Stocks in the news
Micron (MU) shares are up by 8% today after Samsung (SSNLF) announced production cuts over the weekend. Samsung's global presence is significant, boasting nearly $230 bln in revenue in FY22. If the company makes a meaningful cut to chip production, it should lead to a material reduction in global inventories as customers pull from existing stock. This should help speed up the ongoing recovery, restoring prices in the process. The main takeaway is that after Samsung decided to trim production, MU investors are becoming even more optimistic that market conditions have bottomed out, paving the way for a solid recovery during the back half of 2023.
Taiwan Semi (TSM) lower today after guiding Q1 revenue below analyst expectations. As the world's largest contract chipmaker, TSM serves a broad range of end-market applications with the vast majority of revenue from high performance computing (41% of 2022 revs), smartphones (39%), IoT (9%), automotive (5%), and consumer electronics (3%). Major customers include Apple, AMD, Broadcom, Intel, NVIDIA, and Qualcomm. The monthly sequential decline tells us that the quarter ended on a weak note, which is a bit troubling and not a great sign for TSM's customers as we head into earnings season.
WD-40 received a lowered FY23 (Aug) guidance which is causing shares to slip toward YTD lows of around $167. The company warned in October that sales during the first six months of FY23 would likely be disrupted by the unprecedented price hikes throughout 2022. After the company reaffirmed its FY23 outlook in early January, investors were relieved that revenue was tracking in line with WDFC's initially downbeat forecast. However, WDFC was not yet out of the woods. The price increases continued to weigh on sales volumes during Q2 (Feb), forcing management to conclude that a recovery would take much longer than initially expected. Although WDFC reduced its FY23 outlook, projecting EPS of $4.80-5.00, down from $5.09-5.24, and sales of $535-560 mln, down from $545-570 mln, management remained upbeat in achieving its 2025 revenue growth target of a mid-to-high single digits percentage.

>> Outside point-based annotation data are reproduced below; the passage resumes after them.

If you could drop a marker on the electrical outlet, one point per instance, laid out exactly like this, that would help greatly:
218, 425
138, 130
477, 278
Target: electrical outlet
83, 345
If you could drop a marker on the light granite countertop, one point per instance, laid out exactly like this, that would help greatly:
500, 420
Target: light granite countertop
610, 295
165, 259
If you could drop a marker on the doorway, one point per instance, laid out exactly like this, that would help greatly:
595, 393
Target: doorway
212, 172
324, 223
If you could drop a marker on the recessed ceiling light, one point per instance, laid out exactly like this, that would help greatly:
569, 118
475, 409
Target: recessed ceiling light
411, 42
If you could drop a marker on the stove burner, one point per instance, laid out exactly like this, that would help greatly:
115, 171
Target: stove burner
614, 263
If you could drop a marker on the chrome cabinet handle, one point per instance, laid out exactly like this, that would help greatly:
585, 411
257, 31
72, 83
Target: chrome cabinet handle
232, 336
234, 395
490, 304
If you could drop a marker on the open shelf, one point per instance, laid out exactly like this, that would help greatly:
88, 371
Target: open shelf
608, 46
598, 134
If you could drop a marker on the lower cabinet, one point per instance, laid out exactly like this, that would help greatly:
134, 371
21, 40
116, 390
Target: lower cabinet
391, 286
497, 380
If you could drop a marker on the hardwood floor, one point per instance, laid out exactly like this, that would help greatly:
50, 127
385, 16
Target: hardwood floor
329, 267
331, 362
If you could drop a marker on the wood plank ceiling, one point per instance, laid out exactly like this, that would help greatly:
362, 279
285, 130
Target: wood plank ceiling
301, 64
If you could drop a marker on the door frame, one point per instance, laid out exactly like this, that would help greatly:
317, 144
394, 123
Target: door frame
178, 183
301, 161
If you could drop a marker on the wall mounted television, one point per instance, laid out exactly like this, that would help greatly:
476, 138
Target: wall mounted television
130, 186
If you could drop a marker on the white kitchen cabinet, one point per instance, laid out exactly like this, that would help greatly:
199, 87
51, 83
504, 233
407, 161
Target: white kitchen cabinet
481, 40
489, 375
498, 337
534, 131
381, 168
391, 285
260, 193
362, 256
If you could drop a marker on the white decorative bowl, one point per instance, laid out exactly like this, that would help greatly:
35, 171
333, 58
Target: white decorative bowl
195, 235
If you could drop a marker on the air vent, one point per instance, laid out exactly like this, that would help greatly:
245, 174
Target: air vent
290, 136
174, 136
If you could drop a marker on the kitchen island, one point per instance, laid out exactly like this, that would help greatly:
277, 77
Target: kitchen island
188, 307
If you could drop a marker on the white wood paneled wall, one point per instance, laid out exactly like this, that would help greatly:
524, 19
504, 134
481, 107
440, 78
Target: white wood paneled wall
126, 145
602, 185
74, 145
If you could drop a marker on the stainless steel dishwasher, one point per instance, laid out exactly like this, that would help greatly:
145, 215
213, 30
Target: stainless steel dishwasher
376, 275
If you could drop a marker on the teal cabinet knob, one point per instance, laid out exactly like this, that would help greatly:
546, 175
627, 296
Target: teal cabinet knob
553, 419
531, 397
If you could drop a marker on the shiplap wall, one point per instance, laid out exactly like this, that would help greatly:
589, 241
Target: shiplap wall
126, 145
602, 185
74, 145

On the other hand, Constellation Brands (STZ) is hopping slightly higher today after registering decent earnings upside and growing revs in line with consensus in Q4 (Feb). Also, the midpoint of STZ's FY24 adjusted EPS forecast was slightly higher than analysts' forecasts. STZ increased its quarterly dividend by 11%, giving it a solid 1.6% yield.
Lumentum (LITE) has cut its 3Q23 revenue guidance to $380-$384 mln from its original forecast of $430-$460 mln. The company disclosed that a network equipment manufacturer who represented more than 10% of its Q2 revenue will not be taking the shipments it had originally projected for Q3. Although LITE didn't disclose the specific customer that's not taking the shipments, it's believed to be communications networking company Ciena (CIEN), which is also selling off today. With the Q2 earnings season rapidly approaching, we wonder whether more warnings from the optical equipment and/or networking system industries will be forthcoming. On a positive note, LITE did bump its share repurchase authorization higher to an aggregate amount of $1.2 bln from its previously announced authorization of $1.0 bln. The increase reflects the company's confidence in its longer-term prospects and its belief that its shares are undervalued.